Bu araç, devre dışı edilebilecek bir özellik olsa da bu kısa yazıda sunacağım soru başlıkları üzerine düşünmemi sağladı. Yaklaşımımın temelinde, bireylerin, en azından kendi kendilerine iken, saçmalama hakkına sahip olması var.
İlk tartışma noktası, bireylerin görüşlerini herhangi bir müdahale olmaksızın kendi kendilerine oluşturma özgürlüğüne sahip olma gerekliliği üzerine. Özel alan dediğimiz ve mahremiyetin yaşanması gerektiği alan olarak kurguladığımız mekanların en temelinde, zihnimizde neyin şekillendiği var aslında.
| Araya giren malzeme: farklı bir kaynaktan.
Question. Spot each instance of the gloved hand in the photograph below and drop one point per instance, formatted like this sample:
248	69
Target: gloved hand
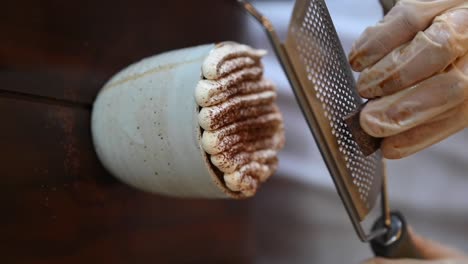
416	63
432	252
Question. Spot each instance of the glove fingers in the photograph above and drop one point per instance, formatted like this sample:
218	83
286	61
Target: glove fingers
399	26
428	134
428	53
393	114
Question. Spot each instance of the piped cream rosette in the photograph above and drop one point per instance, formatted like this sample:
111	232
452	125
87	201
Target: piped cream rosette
243	128
146	129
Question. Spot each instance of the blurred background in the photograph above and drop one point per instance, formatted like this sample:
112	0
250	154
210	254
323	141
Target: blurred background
58	205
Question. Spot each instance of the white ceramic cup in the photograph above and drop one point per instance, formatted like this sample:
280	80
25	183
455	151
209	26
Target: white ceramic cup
145	127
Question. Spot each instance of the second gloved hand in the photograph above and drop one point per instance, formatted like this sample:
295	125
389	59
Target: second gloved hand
416	63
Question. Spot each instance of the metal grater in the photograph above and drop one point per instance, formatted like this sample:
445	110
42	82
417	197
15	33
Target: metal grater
318	70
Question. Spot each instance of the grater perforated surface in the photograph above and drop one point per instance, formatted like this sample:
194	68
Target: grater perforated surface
321	66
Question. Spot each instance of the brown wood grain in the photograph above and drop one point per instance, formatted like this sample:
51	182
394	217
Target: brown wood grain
57	203
60	206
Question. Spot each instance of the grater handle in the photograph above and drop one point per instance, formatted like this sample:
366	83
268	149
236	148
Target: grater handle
397	243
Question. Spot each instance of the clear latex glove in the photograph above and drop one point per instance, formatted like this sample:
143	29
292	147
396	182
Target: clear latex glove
432	252
422	115
422	76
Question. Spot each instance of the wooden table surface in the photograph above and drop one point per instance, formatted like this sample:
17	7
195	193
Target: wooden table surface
57	203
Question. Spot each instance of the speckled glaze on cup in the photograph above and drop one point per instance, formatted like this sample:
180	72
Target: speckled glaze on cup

Düşüncelerimizi ya da ön yargılarımızı kamusal alanın bir parçası yaptığımız an, her türlü eleştiriye de hazır hale gelmeliyiz. Ancak, fikirlerimizi şekillendirirken bazen biraz yalnız bırakılmaya ihtiyacımız var. Saçmalıyor da olsak, kendi kendimize saçmalıyor olabilmeliyiz. Bu, fikirlerin özgürce oluşturulabilmesi, hayata ve çeşitli konulara dair tutarlı ve istikrarlı bir bakış açısı geliştirmek için de önem arz etmekte.
Değineceğim ikinci tartışma noktası da bu tür müdahaleci bir uygulamanın kamu yararını teşvik etme amacına yönelik sınırlı faydasıdır. Amaç tartışmayı ve kendi kendimize düşünmeyi teşvik etmekse, Microsoft Word'ün müdahalesinin konuşmanın ve tartışmanın doğal akışına ters olduğu düşüncesindeyim. Anlamlı bir fikir alışverişini kolaylaştırmak yerine, diyalog için bir fırsat sağlamadan bir ifadeyi ön yargılı olarak işaretlemek ne derece bir fikir teatisi doğurur, emin değilim. Dahası, bir tartışma gerçekleşecek olsa bile, bu müdahaleyi uygulayan bir yapay zeka ile etkileşime girmek, etkinliği konusunda da endişelere yol açabilir. Tabi ki, söylediklerim spekülatif. Bunun üzerine hem daha fazla düşünmeye hem de daha fazla araştırma yapmaya ihtiyaç var.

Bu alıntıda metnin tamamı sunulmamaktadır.